Il y a un terme qui m’a dérangé dans la présentation du Plan de développement, c’est celui “rasadna“ : nous avons attribué des lignes de financements ! Mais comment peut-on parler de ressources dont on ne dispose pas ? Dans un plan de développement, on parle de prévisions pas d’attributions. Dans le présent plan, le gouvernement prévoit des investissements de l’ordre de 27,3 milliards de dinars. Les questions les plus évidentes que nous pouvons poser sont : d’où proviennent les ressources ? Qu’est-ce qu’elles vont coûter à l’Etat et aux contribuables et à quoi elles vont servir ? Dans le contexte actuel est-il normal de parler de 27,3 milliards d’investissements pour faire 2,1% de croissance ?

Nous avons même perdu le pouvoir de l’ambition et la capacité de rêver. Hallucinant !

il y a 480 experts qui ont planché sur l’élaboration de ce plan.

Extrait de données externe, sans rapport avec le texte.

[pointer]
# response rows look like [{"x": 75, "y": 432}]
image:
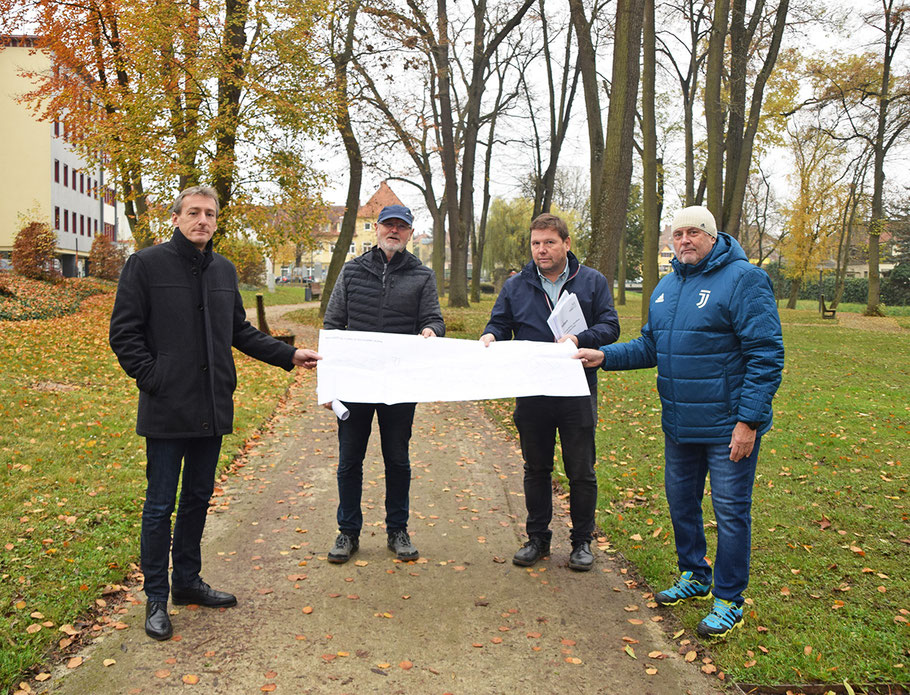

Tout ça pour ça !

Un plan de développement sur 2 ans. C’est courant d’après vous ?

Voyons d’abord ce qu’on y prévoit : 2,1% de croissance alors que dans le plan des finances du même gouvernement pour la même année 2023, on fixe un objectif de croissance de 1,8%.

si on prend les 13 000 et nous appliquons les 10% d’inflation que nous vivons aujourd’hui, nous arrivons déjà à 17 000 DT

On prévoit également l’amélioration du revenu par habitant en ignorant totalement l’inflation et la dépréciation du dinar. On parle de partir de 13 000 dinars pour atteindre les 15 500 dinars, mais si on prend les 13 000 et nous appliquons les 10% d’inflation que nous vivons aujourd’hui, nous arrivons déjà à 17 000 DT. Ce qui veut dire que le Plan de développement va nous appauvrir.

Les ambitions du plan sont même inférieures à l’inflation. Comment peut-on se permettre cela dans un plan de développement ? Et on nous dit, avec tout le respect que nous devons à l’Administration publique, qu’il y a 480 experts qui ont planché sur l’élaboration de ce plan. Tout ça pour ça !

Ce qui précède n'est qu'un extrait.